The referendum has shone an overdue spotlight on the divide between London and the provinces, between country and town, and between the more and the less educated. While I reject the liberal consensus, that Brexiters are working-class racists too stupid to know a tax from a tariff, the social division revealed by the vote was glaring. It is also ingrained. Boris Johnson rightly derided the London media for behaving as if mourning a “national” disaster. No one reported the celebrations and street parties that greeted Brexit up north. Never were two Englands more apart.

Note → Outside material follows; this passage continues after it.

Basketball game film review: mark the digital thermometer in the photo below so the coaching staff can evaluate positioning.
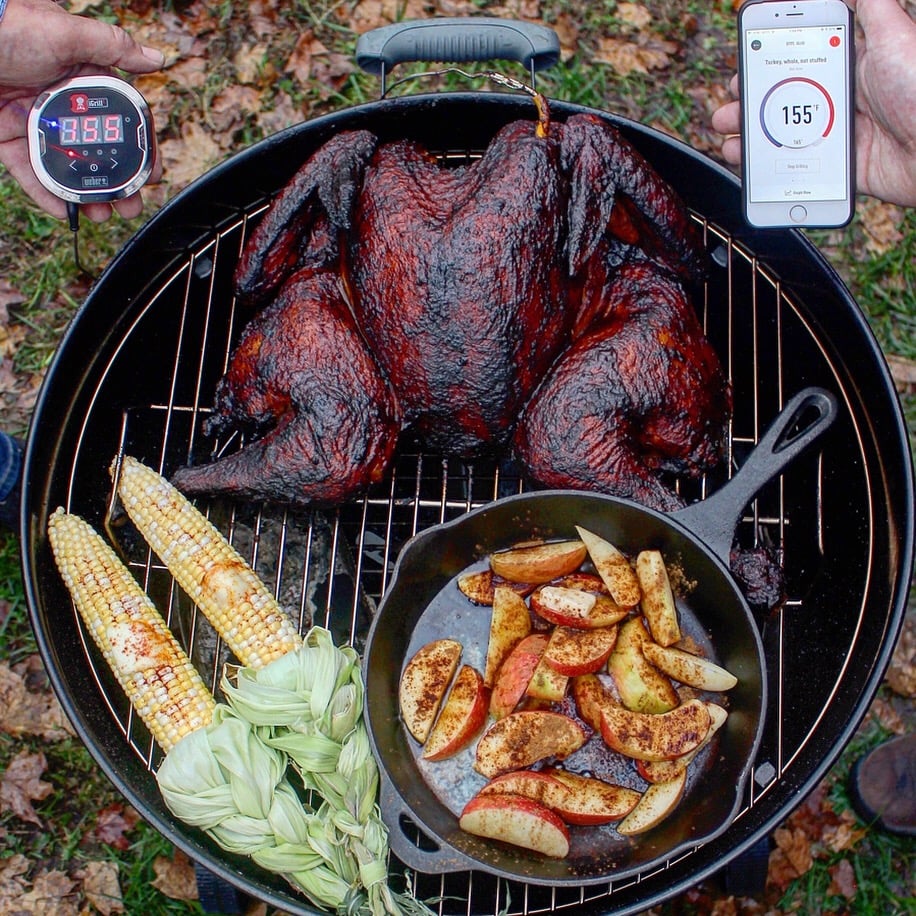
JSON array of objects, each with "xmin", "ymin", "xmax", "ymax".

Now we have the backtracking on project fear. Of course there is uncertainty and an initial lack of confidence. It would be amazing if the pound did not “take a knock” this week or if bank shares and house prices did not plummet, poor things. Remain’s ludicrous prophecies of doom cannot have helped, any more than can Whitehall’s failure to prepare for a Brexit outcome. Will there be a Chilcot report into the lack of contingency planning?

It appears that, after all, there is to be no emergency Brexit budget, no tax rise, no enhanced austerity. Indeed, the Treasury, for which the referendum has been an all-time low, promises not higher income tax, but lower corporation tax. The Bank of England will pump more money into the economy, or at least into the banks. There will be lower interest rates and a relaxation in reserve ratios. The speculative fever that has fuelled the London property bubble will end. The capital’s demented skyline is already ruined, but may win some respite. It will stand as an enduring monument to the Cameron-Johnson era: one of ugly, uncontrolled greed.

I cannot see that as bad news. George Osborne’s patchy attempt to rebalance the geography of growth has far to go. But a stark referendum lesson is that those who live by centralising power and wealth in the capital can easily die by it. London is big enough and rich enough to prosper in some new relationship with the EU – witness this week’s merger of the London and Frankfurt stock exchanges. But a bit of post-traumatic stress disorder on London’s part is good. So too would be some indication from the Tory candidates of how they intend seriously to devolve wealth from Kensington to Consett.

All governments, democratic as well as authoritarian, tend in time towards the Augean stables. They need regular cleaning out. But the cleaning is rarely at moments of their choosing, and the effort can be Herculean. Britain suffered in the fuel crisis of 1973, in the austerity of 1979-81, and in the miners’ strike of 1984-85. All were painful, as now will be Brexit. But all were salutary.

Disruption may be a fad of hipster economics. But as Chesterton’s Napoleon of Notting Hill reflected in the heat of battle, there is nothing like being hit over the head “with six feet of pole with six pounds of steel” to cause you to “re-examine philosophies and religions”.

Social democracy and capitalism both need hitting over the head from time to time. It detoxifies them of bureaucracy, monopoly and cronyism. Britain is experiencing such a time. It should do us no end of good.